Hi,
(Quick background: I'm used to Perl and have been trying to start
learning Haskell a number of times, using every book I could lay my hand
on, over the years, but never succeeded, maybe because I needed
something "real" to use it for. The main problem for me is usually going
from the nice, abstract concepts and into "making it work" in real life.
I don't know the idioms of the language...)
I just had a go at using (Bio)Haskell to beat a simple C-program that
reads through a fastq-file and simply counts the number of sequences,
adds up the total length, and outputs those figures along with the
average length.
I cobbled together this program using Google, Hoogle, documentation and
guessing:
import System.Environment
import Bio.Sequence.FastQ
import Bio.Core.Sequence
main = do
[f] <- getArgs
putStrLn . output . average . foldl stats (0, 0) =<< readIllumina f
where stats (count, totalLength) s = (count+1,
totalLength+toInteger(seqlength s))
average (count, totallength) = (count, totallength, t/c)

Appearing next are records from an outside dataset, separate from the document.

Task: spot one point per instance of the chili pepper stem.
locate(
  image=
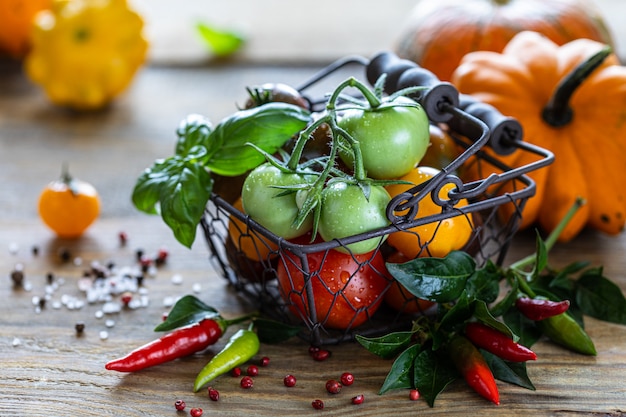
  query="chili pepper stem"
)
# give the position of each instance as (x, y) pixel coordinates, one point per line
(552, 237)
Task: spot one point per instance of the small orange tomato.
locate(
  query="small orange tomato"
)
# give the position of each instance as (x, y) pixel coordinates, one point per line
(69, 206)
(435, 239)
(251, 244)
(442, 150)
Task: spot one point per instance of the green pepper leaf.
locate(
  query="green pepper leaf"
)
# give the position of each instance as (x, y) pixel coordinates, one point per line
(436, 279)
(562, 280)
(268, 127)
(511, 372)
(386, 346)
(461, 311)
(272, 332)
(401, 373)
(600, 298)
(507, 301)
(221, 42)
(187, 310)
(431, 375)
(484, 283)
(482, 313)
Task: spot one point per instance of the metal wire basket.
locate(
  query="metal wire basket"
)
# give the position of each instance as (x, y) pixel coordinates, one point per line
(473, 125)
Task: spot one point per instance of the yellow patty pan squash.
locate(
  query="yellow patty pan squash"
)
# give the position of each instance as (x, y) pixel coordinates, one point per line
(86, 52)
(16, 18)
(571, 100)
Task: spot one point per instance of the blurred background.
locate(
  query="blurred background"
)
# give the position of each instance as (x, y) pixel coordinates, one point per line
(320, 30)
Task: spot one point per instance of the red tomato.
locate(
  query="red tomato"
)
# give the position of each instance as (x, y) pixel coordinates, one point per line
(347, 288)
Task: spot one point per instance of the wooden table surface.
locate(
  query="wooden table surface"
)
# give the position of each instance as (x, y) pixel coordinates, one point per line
(47, 370)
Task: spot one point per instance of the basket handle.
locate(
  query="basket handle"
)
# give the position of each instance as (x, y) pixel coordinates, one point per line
(440, 95)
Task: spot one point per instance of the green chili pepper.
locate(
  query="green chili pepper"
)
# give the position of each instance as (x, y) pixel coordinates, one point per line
(564, 330)
(241, 347)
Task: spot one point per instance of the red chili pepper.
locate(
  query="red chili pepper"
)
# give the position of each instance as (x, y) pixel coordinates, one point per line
(540, 308)
(498, 343)
(472, 365)
(179, 343)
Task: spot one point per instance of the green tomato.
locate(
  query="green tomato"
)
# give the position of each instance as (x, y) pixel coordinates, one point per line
(261, 201)
(346, 212)
(393, 138)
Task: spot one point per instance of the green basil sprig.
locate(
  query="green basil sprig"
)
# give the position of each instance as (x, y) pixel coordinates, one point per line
(180, 186)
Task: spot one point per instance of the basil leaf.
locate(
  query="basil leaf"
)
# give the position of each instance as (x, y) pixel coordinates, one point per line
(401, 373)
(193, 131)
(435, 279)
(268, 127)
(431, 375)
(179, 190)
(221, 42)
(600, 298)
(272, 332)
(187, 310)
(386, 346)
(511, 372)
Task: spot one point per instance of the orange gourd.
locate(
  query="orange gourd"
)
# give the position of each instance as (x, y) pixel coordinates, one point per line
(440, 32)
(16, 20)
(571, 100)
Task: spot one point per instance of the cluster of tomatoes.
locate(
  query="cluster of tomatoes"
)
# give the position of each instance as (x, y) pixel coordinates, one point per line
(335, 181)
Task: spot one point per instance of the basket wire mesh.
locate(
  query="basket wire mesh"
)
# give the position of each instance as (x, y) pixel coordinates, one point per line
(472, 125)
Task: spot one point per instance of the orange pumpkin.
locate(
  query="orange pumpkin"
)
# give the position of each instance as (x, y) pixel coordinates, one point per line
(571, 100)
(16, 18)
(440, 32)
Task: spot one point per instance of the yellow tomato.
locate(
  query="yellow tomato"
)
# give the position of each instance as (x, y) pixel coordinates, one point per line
(435, 239)
(69, 206)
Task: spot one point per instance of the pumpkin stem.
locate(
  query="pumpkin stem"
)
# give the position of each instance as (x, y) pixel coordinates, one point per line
(558, 111)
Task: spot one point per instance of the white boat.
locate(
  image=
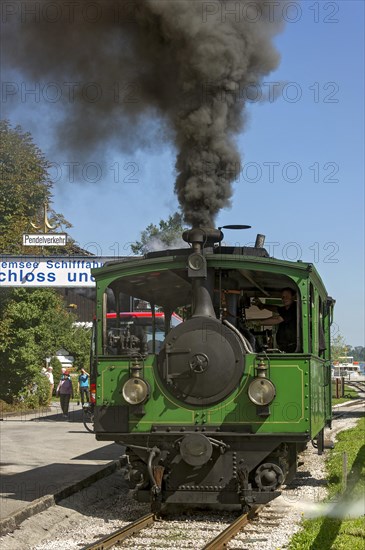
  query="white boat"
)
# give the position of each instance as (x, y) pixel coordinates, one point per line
(345, 366)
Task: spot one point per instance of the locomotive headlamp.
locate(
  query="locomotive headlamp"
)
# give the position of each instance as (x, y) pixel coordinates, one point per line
(135, 391)
(261, 391)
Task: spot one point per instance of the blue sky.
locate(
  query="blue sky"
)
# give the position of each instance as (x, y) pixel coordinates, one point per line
(302, 178)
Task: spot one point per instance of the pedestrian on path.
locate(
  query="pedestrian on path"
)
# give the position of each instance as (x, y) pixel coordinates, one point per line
(65, 392)
(83, 386)
(49, 374)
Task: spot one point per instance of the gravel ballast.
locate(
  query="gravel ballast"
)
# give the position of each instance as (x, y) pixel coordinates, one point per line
(106, 506)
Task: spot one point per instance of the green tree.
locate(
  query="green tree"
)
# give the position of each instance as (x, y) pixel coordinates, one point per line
(25, 188)
(165, 235)
(34, 325)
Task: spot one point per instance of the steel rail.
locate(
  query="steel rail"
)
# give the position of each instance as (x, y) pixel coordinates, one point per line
(220, 541)
(123, 533)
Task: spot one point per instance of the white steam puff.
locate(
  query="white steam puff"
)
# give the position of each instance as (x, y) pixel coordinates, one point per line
(188, 61)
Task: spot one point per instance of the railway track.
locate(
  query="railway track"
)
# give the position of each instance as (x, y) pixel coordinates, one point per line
(134, 528)
(121, 534)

where t = fromIntegral totallength :: Float
c = fromIntegral count :: Float
output (count, length, average) = "Count " ++ show count ++ "\n" ++ "Total "

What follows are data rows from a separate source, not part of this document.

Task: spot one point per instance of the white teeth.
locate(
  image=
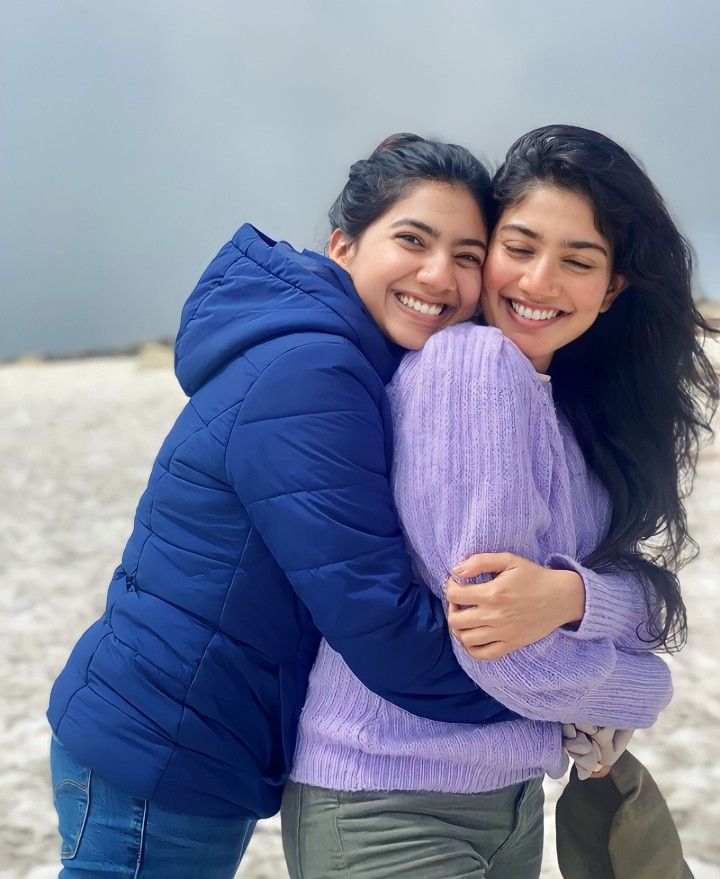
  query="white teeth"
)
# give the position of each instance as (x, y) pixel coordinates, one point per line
(532, 314)
(422, 307)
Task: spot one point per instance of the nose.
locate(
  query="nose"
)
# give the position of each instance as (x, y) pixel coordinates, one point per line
(539, 280)
(437, 273)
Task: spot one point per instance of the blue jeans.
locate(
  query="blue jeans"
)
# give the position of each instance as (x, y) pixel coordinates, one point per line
(106, 832)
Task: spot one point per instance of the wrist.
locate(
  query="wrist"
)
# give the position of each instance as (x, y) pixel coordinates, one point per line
(571, 597)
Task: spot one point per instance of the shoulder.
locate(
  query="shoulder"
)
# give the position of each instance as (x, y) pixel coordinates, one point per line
(304, 372)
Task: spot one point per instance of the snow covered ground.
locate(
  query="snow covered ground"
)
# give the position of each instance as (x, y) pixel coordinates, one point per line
(76, 442)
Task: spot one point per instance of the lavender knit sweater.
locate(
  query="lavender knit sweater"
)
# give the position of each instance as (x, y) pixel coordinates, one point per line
(483, 463)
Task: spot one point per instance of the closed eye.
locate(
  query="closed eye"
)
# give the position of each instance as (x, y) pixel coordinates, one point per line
(471, 258)
(410, 238)
(517, 251)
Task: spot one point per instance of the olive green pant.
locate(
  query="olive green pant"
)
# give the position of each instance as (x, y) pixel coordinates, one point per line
(328, 834)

++ show count ++ " records " ++ show length ++ " length " ++ show average ++ "
average"
Very simple, and surely not quite the way someone fluent in the language
would write it.
On my test-example, which was a fastq file with ~200K sequences of 50 bp
length each, the Haskell program beat the C program by a factor of 2+.

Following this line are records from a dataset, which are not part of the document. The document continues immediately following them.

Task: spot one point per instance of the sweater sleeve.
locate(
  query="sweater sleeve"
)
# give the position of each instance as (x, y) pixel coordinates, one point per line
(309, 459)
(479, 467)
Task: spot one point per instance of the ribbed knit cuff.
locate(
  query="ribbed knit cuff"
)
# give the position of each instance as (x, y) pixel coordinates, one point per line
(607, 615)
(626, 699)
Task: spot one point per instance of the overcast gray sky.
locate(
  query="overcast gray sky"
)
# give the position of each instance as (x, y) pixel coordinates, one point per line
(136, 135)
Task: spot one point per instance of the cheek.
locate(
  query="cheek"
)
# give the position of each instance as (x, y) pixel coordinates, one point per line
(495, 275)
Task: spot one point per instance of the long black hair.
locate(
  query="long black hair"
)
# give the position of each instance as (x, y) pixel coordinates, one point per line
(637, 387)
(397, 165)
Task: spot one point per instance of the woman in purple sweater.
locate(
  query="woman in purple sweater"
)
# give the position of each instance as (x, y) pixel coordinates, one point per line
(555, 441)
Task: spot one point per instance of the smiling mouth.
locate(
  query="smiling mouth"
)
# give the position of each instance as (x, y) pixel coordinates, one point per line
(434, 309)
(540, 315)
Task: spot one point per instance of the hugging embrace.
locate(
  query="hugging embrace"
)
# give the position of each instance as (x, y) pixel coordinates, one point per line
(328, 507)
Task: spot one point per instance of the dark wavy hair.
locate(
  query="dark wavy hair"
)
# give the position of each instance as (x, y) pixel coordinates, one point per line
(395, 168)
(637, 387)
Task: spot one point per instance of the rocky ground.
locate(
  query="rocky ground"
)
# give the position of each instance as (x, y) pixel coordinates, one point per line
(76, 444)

Nice! (I'm speculating that the penalty for explicit memory handling is
a part of the difference, k*200K malloc+free calls must take some time...)
I have two questions:
a) If anyone has time to suggest how this small program would be written
by someone fluent in Haskell, I would love to read and learn.
b) If I run my program on a big file, the I get "Stack space overflow:
current size 8388608 bytes. Use `+RTS -Ksize -RTS' to increase it."
So I guess I am doing something that means that the entire file gets
read into memory at the same time - any pointers on reasoning about
this and fixing this are very welcome as well.
Is this something like I am fold'ing in the wrong direction?
I hope that using Haskell for some "real life" stuff will make it easier
for me to get into it this time around.
Best regards,
Adam
P.S. I tried sending this back in March, but it doesn't seem to have
gotten through, and I got distracted. Apologies if you have seen it
before.
--
"You've got to be excited about what you are doing." Adam Sjøgren
[email protected]